Lafir also competed at Amateur World Championships and he finished 3rd on his debut World Championships in 1963 which was held in Calcutta. He finished at fourth position in the 1966 World Amateur Snooker Championship. He also emerged as runners-up to England's Leslie Driffield at the 1967 IBSF World Billiards Championship. He again finished at third position at the 1968 World Amateur Snooker Championship and finished fourth place in the 1971 World Amateur Championship.

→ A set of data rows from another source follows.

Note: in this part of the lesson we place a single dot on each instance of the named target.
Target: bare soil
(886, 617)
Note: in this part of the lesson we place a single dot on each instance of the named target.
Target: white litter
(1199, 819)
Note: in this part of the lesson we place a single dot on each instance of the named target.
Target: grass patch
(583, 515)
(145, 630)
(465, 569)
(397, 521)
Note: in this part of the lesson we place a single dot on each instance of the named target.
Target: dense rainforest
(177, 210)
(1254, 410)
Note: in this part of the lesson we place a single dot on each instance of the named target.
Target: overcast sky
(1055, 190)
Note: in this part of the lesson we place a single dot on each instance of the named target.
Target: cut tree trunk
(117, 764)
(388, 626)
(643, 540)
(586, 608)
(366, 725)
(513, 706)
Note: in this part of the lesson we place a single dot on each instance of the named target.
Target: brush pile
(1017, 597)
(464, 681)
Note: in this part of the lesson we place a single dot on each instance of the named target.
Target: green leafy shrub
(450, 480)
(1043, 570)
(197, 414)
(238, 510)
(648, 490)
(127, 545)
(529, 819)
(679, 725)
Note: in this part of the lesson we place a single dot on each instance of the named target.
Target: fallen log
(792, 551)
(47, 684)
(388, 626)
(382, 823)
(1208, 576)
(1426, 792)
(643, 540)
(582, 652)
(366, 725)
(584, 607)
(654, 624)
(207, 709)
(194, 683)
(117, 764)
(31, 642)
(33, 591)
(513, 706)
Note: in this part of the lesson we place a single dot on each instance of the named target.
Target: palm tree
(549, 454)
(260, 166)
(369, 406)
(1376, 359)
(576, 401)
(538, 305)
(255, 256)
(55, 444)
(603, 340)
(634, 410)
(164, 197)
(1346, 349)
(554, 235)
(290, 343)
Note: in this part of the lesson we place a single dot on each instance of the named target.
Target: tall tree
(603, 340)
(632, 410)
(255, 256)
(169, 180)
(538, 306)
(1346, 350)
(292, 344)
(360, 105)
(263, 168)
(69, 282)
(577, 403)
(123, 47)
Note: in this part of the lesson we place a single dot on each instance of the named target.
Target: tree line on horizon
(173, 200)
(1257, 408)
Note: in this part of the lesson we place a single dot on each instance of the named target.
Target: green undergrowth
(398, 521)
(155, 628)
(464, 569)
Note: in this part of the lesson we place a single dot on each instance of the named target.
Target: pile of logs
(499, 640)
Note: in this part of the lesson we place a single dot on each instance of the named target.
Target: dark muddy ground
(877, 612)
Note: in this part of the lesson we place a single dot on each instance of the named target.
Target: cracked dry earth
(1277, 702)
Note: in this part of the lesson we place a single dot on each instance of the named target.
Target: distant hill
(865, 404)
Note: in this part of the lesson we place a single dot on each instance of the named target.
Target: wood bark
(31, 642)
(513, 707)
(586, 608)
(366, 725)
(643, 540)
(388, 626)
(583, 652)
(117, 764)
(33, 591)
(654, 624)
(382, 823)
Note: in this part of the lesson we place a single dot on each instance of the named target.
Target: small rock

Lafir became the world champion in billiards in December 1973 World Amateur Billiards Championship by defeating Satish Mohan of India in the finals held in Mumbai. He had an outstanding unbeaten run in the 1973 tournament winning all nine matches and remained unbeaten in the tournament. He defeated Clive Everton, Michael Ferreira, Lu Demarco, Alfred Nolan, Eric Simmons, Brian Kirkness, Phil Tarrant and Paul Mifsud in the round robin and preliminary rounds to reach his second IBSF finals and went onto defeat Sathish Mohan in the final. During the tournament, in a match against New Zealand's Eric Simmons he created a world record for highest break in a single set with 859 points. It also remained as the only world championship title won by him. Lafir became the first Sri Lankan to win a billiards world championship and still remains as the only Sri Lankan to have won a billiards world championship title. This was also the first time that a Sri Lankan has won a world championship title in any form of sports competition. However he wasn't able to defend his world title in the next World Championships in 1974 eventually being knocked out in the quarterfinals. He later served as an employee for Sri Lanka Transport Board after retiring from professional billiards.

== Honours ==
Lafir was acknowledged by the ministers of the then government following his triumph at the 1973 World Championships. He was given a special red carpet welcome gesture on 22 December 1973 at the Katunayake International Airport following his return to Sri Lanka after taking part in the competition. On 31 December 1973, he was accorded with civic reception by the mayor of Colombo Municipal Council, Vincent Perera. Government of Sri Lanka honoured his achievements by issuing a national stamp with his face appearing on the front side.

After his death, on his 53rd birthday anniversary Messenger Street which is one of the prominent places in Sri Lanka was renamed as MJM Lafir Mawatha. MJM Lafir Asian Snooker was also introduced after him in 1988 in memory and remembrance of him.